By Petrina Wright | Posted: Tuesday March 7, 2023
Art panels which had once surrounded the Invercargill CBD development have been given a new lease on life for the benefit of Southlanders living with dementia.
A selection of the art panels have been repurposed as vibrant fencing along the northern border of Presbyterian Support Southland (PSS) Enliven’s dementia garden at Peacehaven, adding colour and interest to the space.
Last year, Enliven revamped the garden with funding from Perpetual Guardian – the Stewart Family Charitable Trust and James Stewart Memorial Fund. A large wooden deck had been built to give access into the garden and walkway area, complete with new outdoor furniture. This had provided a safe, inviting and stimulating outdoor environment for residents and their families to enjoy.
PSS property and procurement manager Mark Dowling said when he found out the art panels had become surplus to requirements, he thought installing some of them around the garden would not only further enhance the space, but also give an opportunity for the artworks to be enjoyed by the staff, residents and their families.
“I wanted to make the space interesting and quirky, and paintings are something our dementia patients can identify with.”
He approached Invercargill Central, which then reached out to the artists, who agreed to donate panels to the project.
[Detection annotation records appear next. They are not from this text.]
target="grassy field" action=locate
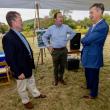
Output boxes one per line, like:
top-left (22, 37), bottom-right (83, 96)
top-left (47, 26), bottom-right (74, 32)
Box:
top-left (0, 35), bottom-right (110, 110)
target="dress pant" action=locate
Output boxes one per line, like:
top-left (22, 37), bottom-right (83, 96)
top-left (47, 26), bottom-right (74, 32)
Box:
top-left (52, 48), bottom-right (67, 81)
top-left (85, 68), bottom-right (100, 97)
top-left (17, 75), bottom-right (40, 104)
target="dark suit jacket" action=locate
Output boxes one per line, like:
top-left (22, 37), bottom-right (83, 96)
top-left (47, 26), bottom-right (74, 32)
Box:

The panels had been installed with some blank ones scattered amongst them, providing an opportunity for residents and staff to create their own designs.
“We have some very talented artists working with us in our dementia unit,” he said.
Mark was proud of what had been achieved in making the garden more accessible and inviting for the residents.
“It is having a positive impact on the quality of our residents lives.”
Peacehaven Village manager Ronette Bolivar thanked Invercargill Central for its support for the project.
Residents and staff had used the garden much more since the new deck and garden area had been developed, and the addition of the panels had given the space colour and life, she said.
Invercargill Central marketing manager Rebecca Sheppard was pleased the panels had been utilised.
“It is so great to see a second life for these panels for such a great cause,” she said. “We are very thankful and excited that they are here.”
The initial concept to invite the community to decorate the panels around the perimeter of the CBD development was proposed by the Neighbouring Retail Group (NRG).
The project received an overwhelmingly positive response from the community, with more than 150 schools, community groups and individual artists taking part in creating more than 250 panels.